If you watched Memento and Insomnia, then you probably would have had a hard time guessing that Christopher Nolan would be the next person to direct a Batman movie. But that’s exactly what happened. Nolan brings a completely new take to what a superhero movie could be.

Prior to this movie coming out, most, if not all, comic book movies felt like they were comic book movies. In other words, they weren’t grounded in the same sort of realism that Batman Begins and the subsequent Dark Knight movies are. This trilogy is what laid the groundwork for the possibilities of what superhero movies can be: much more than just a fun summer blockbuster. They can actually be taken seriously as good films.

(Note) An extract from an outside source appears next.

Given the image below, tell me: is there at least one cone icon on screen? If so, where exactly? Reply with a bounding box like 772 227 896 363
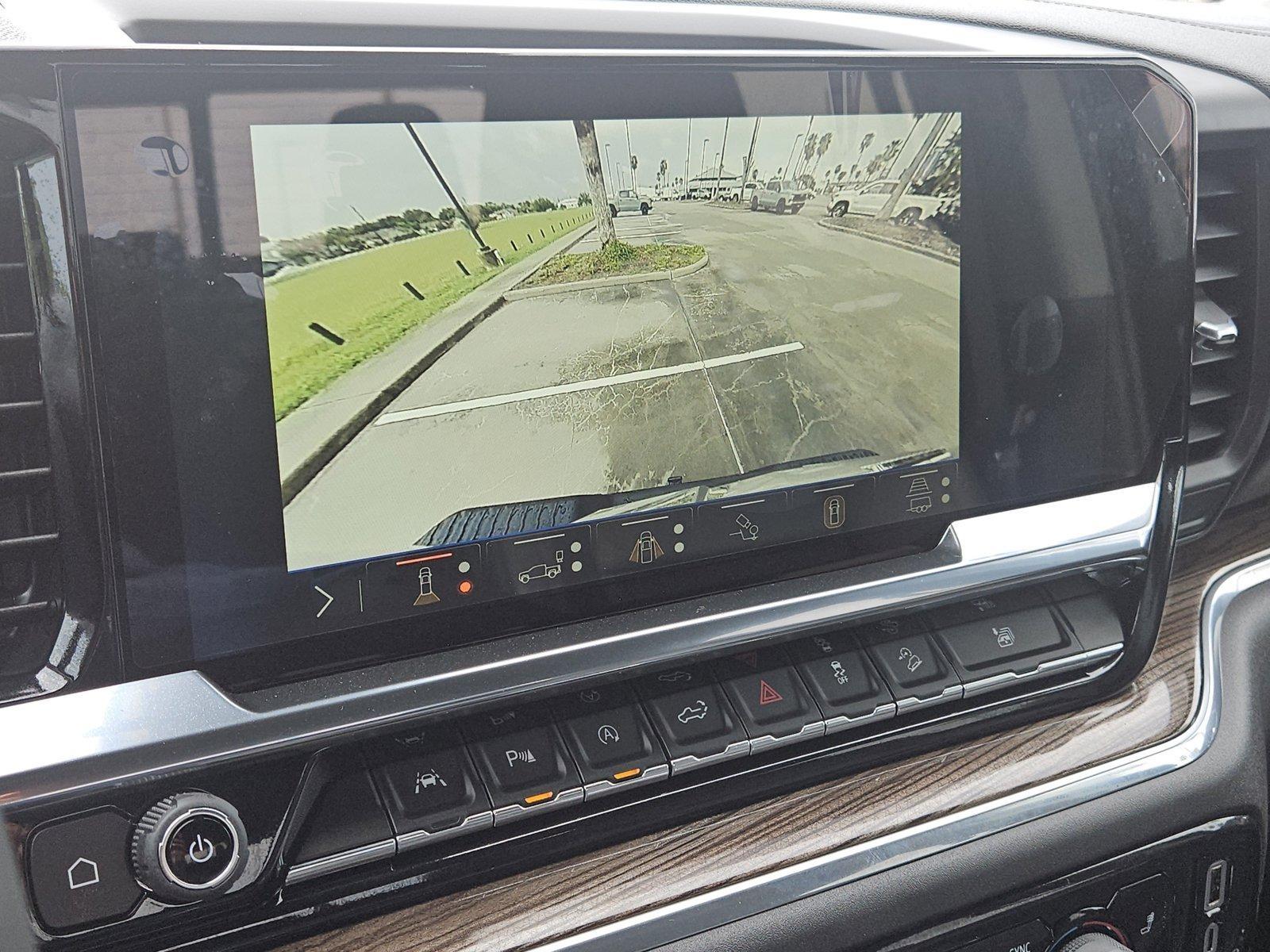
630 529 665 565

Nolan takes the approach to Batman where there is no sort of sci-fi or fantasy elements that other superhero movies have. Everything that happens in it could conceivably happen in real life at some point. No one can fly and no one can make fire come out of their hands. It’s just a billionaire who sees a problem in the city that he lives in and loves, so he becomes this persona. In a way, it’s actually a believable story, which is exactly what Nolan was going for and why he only needed fifteen minutes to convince Warner Bros that he was the man for this job.

Another unique thing that Nolan did with these movies is that he made them each on their own self-contained story. So many superhero movies these days are made with the intention of a sequel or franchise. But Nolan has talked about how he and his crew only ever looked at one movie at a time. There are Easter eggs in this movie, such as Zsasz and the Joker card, but none of it was obviously him saying, “Here’s the next movie.” It was more of a nod to the fact that there is a large Batman universe out there and that Batman could go on other missions than just the one in this specific movie.

But even with all of this, a movie about a guy who dresses up as a bat and fights crime definitely is a superhero movie. This movie just began to show the different ways a superhero movie could go.

Batman Begins is also able to bring in a lot of interesting themes and ideas that weren’t really being brought up in superhero movies at the time. Each movie in this series takes on a central theme, and the central theme in this one is Fear. Bruce wants to “turn fear against those who prey on the fearful.” So he becomes an ideal, as Ra’s Al Ghul puts it. He becomes more than just a man. He becomes Batman, therefore becoming a symbol. He wants to show that people can stand up for themselves. Not everyone has to submit to the evil that has come over Gotham through the years.

Then of course there are the two recurring sayings: one from Thomas Wayne and the other from Rachel. Thomas says that we fall so “we can learn to pick ourselves back up.” Throughout the entire trilogy, Bruce/Batman falls – both literally and figuratively – many times. But he learned that lesson early on in his childhood that there is a reason for this falling, and he remembers it and makes the best of it. The quote from Rachel is, “It’s not who you are underneath, but what you do that defines you.” Bruce really takes this idea to heart, because you see a change in him after Rachel says this to him. He realizes that you can have a great heart, but if you’re not doing anything about it, then it almost doesn’t count for anything.

This is where we see the real Christopher Nolan flare come in the picture. There’s no big mystery. This isn’t a psychological thriller. The events of the story aren’t presented too unusually. But we again get to dive deep into the mind of Bruce Wayne and learn what happened to make him have these ideas. It’s fascinating to see so much depth from a superhero movie. This film just laid the groundwork for the different things that movies in this genre could be. Its effects are still being seen today and that’s largely because of Christopher Nolan’s visionary thinking.